Note: there's a similar question How to keep commit hashs not change when use git filter-repo rewrite the history but the answers focus on how Git cannot do that. In this question, I'd like to explore whether, in theory, it's possible to write a custom script to keep the commit hashes.
Git filter-branch
and BFG Repo-Cleaner are two popular tools to remove large files and other things from a repo history. They lead to different commit SHAs / hashes, which is how Git works as it "fingerprints" the contents of the commit, its parents etc.
However, we're in a situation where the unfortunate large file commit happened a while ago and we have all sorts of references to newer commits e.g. in GitHub issues ("see commit f0ec467") and other external systems. If we used filter-branch or BFG, lot's of things would break.
So I came here to ask whether there's some dirty, low-level trick how to keep commit IDs / SHA-1 even for rewritten commits. I imagine that for a bad commit that we want to rewrite, a custom script would create a new Git object but "hardcoded" the same / old SHA-1, skipping the calculation of it. The newer commits (its children / descendants) should continue working I think (?!).

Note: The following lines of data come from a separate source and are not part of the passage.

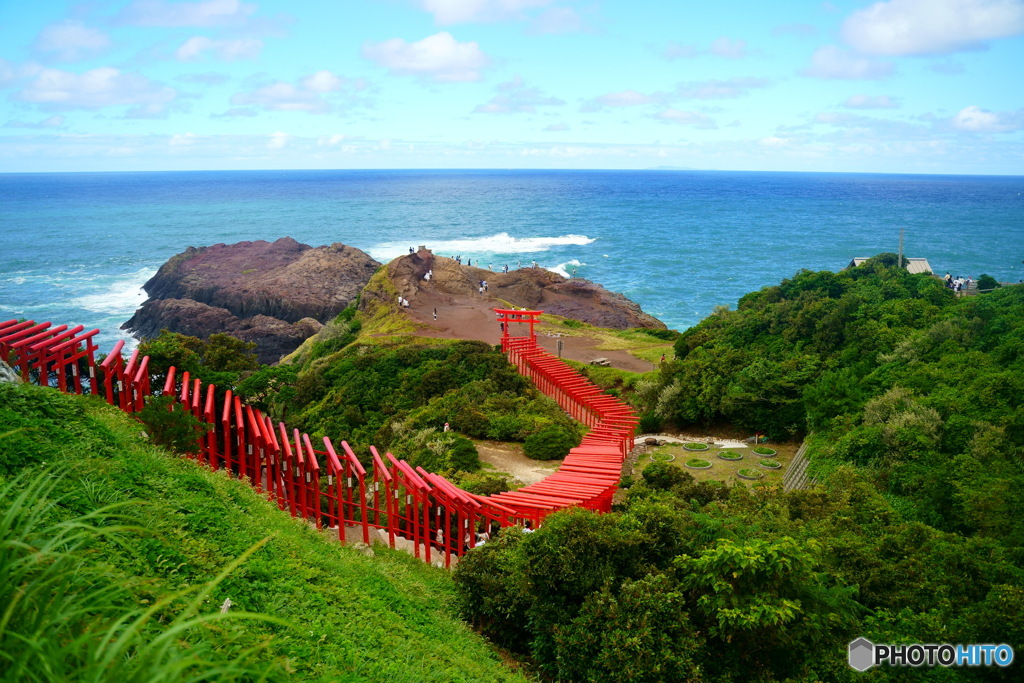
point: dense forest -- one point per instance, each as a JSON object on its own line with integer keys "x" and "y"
{"x": 913, "y": 400}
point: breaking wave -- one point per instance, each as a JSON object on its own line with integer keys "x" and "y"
{"x": 503, "y": 244}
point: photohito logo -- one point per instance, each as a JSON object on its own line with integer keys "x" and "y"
{"x": 863, "y": 654}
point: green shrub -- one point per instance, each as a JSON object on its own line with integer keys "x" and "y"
{"x": 986, "y": 282}
{"x": 665, "y": 476}
{"x": 170, "y": 425}
{"x": 551, "y": 442}
{"x": 650, "y": 423}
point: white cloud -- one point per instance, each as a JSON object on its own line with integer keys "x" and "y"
{"x": 800, "y": 30}
{"x": 437, "y": 57}
{"x": 869, "y": 102}
{"x": 305, "y": 95}
{"x": 834, "y": 62}
{"x": 557, "y": 20}
{"x": 678, "y": 51}
{"x": 900, "y": 28}
{"x": 685, "y": 119}
{"x": 227, "y": 50}
{"x": 71, "y": 41}
{"x": 54, "y": 121}
{"x": 448, "y": 12}
{"x": 728, "y": 48}
{"x": 205, "y": 13}
{"x": 976, "y": 120}
{"x": 324, "y": 81}
{"x": 98, "y": 88}
{"x": 715, "y": 89}
{"x": 515, "y": 97}
{"x": 182, "y": 139}
{"x": 279, "y": 140}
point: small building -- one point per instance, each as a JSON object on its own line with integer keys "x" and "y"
{"x": 914, "y": 265}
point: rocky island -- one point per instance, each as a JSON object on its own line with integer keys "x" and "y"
{"x": 275, "y": 294}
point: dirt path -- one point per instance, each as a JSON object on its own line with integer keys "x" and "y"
{"x": 473, "y": 317}
{"x": 509, "y": 458}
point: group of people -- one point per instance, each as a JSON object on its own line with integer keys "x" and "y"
{"x": 482, "y": 536}
{"x": 957, "y": 284}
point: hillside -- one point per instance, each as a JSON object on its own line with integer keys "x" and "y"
{"x": 341, "y": 615}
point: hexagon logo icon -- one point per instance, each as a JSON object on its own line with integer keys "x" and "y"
{"x": 861, "y": 654}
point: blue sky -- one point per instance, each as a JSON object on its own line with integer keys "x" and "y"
{"x": 906, "y": 86}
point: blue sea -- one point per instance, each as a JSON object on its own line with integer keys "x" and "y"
{"x": 76, "y": 248}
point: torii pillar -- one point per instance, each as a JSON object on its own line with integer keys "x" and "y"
{"x": 508, "y": 315}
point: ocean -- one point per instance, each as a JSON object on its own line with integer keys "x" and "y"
{"x": 78, "y": 247}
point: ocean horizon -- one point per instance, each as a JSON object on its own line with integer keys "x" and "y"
{"x": 79, "y": 246}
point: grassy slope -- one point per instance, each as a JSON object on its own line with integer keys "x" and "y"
{"x": 387, "y": 617}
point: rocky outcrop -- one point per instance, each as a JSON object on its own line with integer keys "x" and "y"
{"x": 524, "y": 288}
{"x": 275, "y": 294}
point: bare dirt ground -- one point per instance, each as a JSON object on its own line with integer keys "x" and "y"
{"x": 472, "y": 316}
{"x": 509, "y": 458}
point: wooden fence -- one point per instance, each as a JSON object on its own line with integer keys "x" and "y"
{"x": 331, "y": 485}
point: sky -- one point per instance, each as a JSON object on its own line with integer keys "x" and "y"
{"x": 899, "y": 86}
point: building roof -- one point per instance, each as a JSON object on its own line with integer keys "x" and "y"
{"x": 914, "y": 265}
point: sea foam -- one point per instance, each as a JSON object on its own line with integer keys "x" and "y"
{"x": 120, "y": 295}
{"x": 563, "y": 268}
{"x": 502, "y": 243}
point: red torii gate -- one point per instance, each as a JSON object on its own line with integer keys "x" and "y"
{"x": 508, "y": 315}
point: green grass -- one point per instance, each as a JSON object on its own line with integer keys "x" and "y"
{"x": 153, "y": 545}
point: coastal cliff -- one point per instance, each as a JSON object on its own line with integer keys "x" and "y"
{"x": 524, "y": 288}
{"x": 275, "y": 294}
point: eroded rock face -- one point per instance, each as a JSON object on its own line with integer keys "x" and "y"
{"x": 273, "y": 293}
{"x": 524, "y": 288}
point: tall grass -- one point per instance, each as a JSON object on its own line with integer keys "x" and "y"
{"x": 66, "y": 617}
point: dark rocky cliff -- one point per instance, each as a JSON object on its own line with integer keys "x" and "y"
{"x": 271, "y": 293}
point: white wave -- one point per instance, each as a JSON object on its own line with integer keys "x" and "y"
{"x": 563, "y": 268}
{"x": 122, "y": 296}
{"x": 503, "y": 243}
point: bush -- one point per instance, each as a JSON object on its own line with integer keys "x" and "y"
{"x": 665, "y": 476}
{"x": 650, "y": 423}
{"x": 551, "y": 442}
{"x": 986, "y": 282}
{"x": 170, "y": 425}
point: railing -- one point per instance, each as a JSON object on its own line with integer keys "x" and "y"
{"x": 332, "y": 487}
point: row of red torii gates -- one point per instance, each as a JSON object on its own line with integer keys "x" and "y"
{"x": 332, "y": 486}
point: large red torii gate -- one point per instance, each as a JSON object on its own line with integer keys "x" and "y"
{"x": 506, "y": 316}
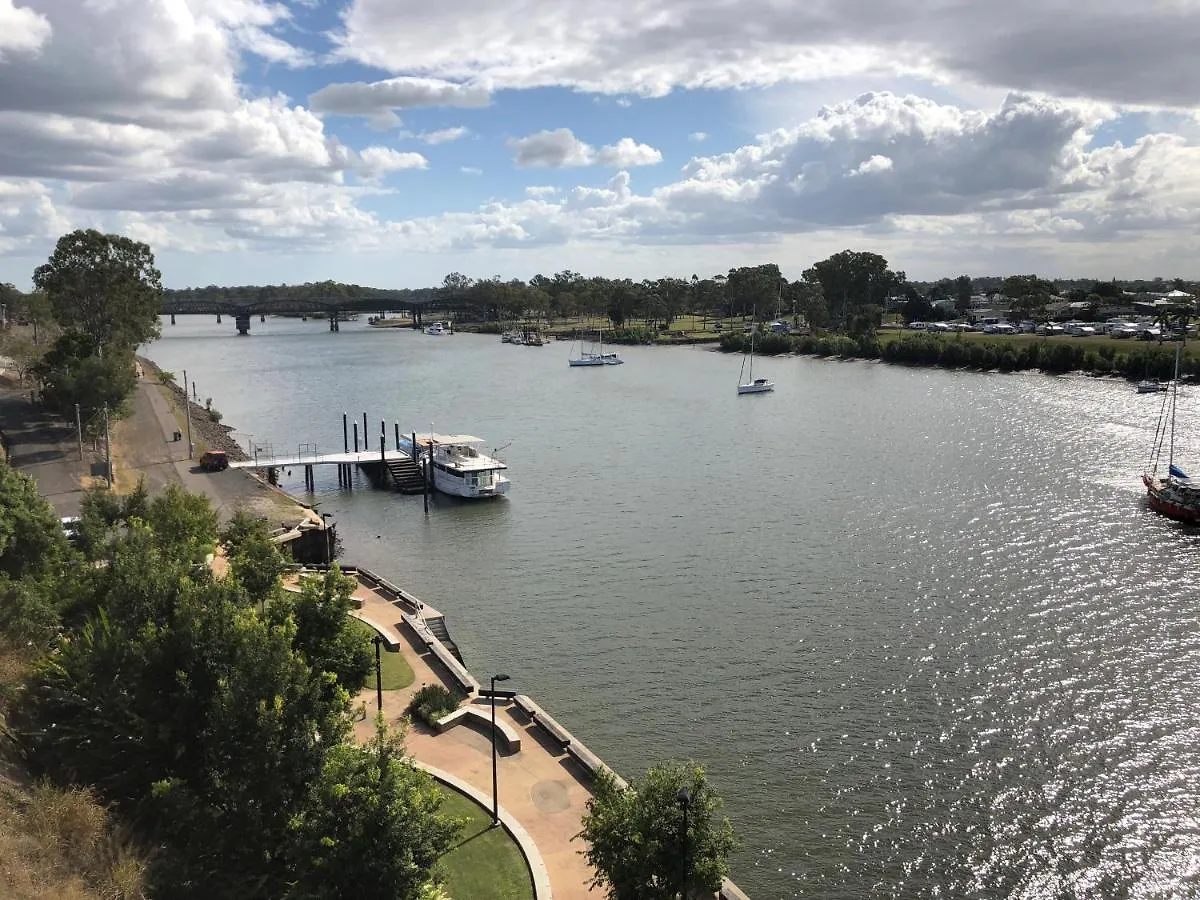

If this couldn't work, I'd like to understand why. Does Git check that hashes agree with the actual contents regularly? Does it do so only during some operations, like gc
or push or pull?
(I know this is a very thin ice, I'm just technically exploring our options before we accept that we'll have a large binary in our repo forever, with all the implications like having much larger backups forever, full clones taking longer, etc.)
UPDATE: There's now an accepted answer but at the same time, no answer mentions git replace
which might be the solution to this? I've done some basic experiments but am not sure yet.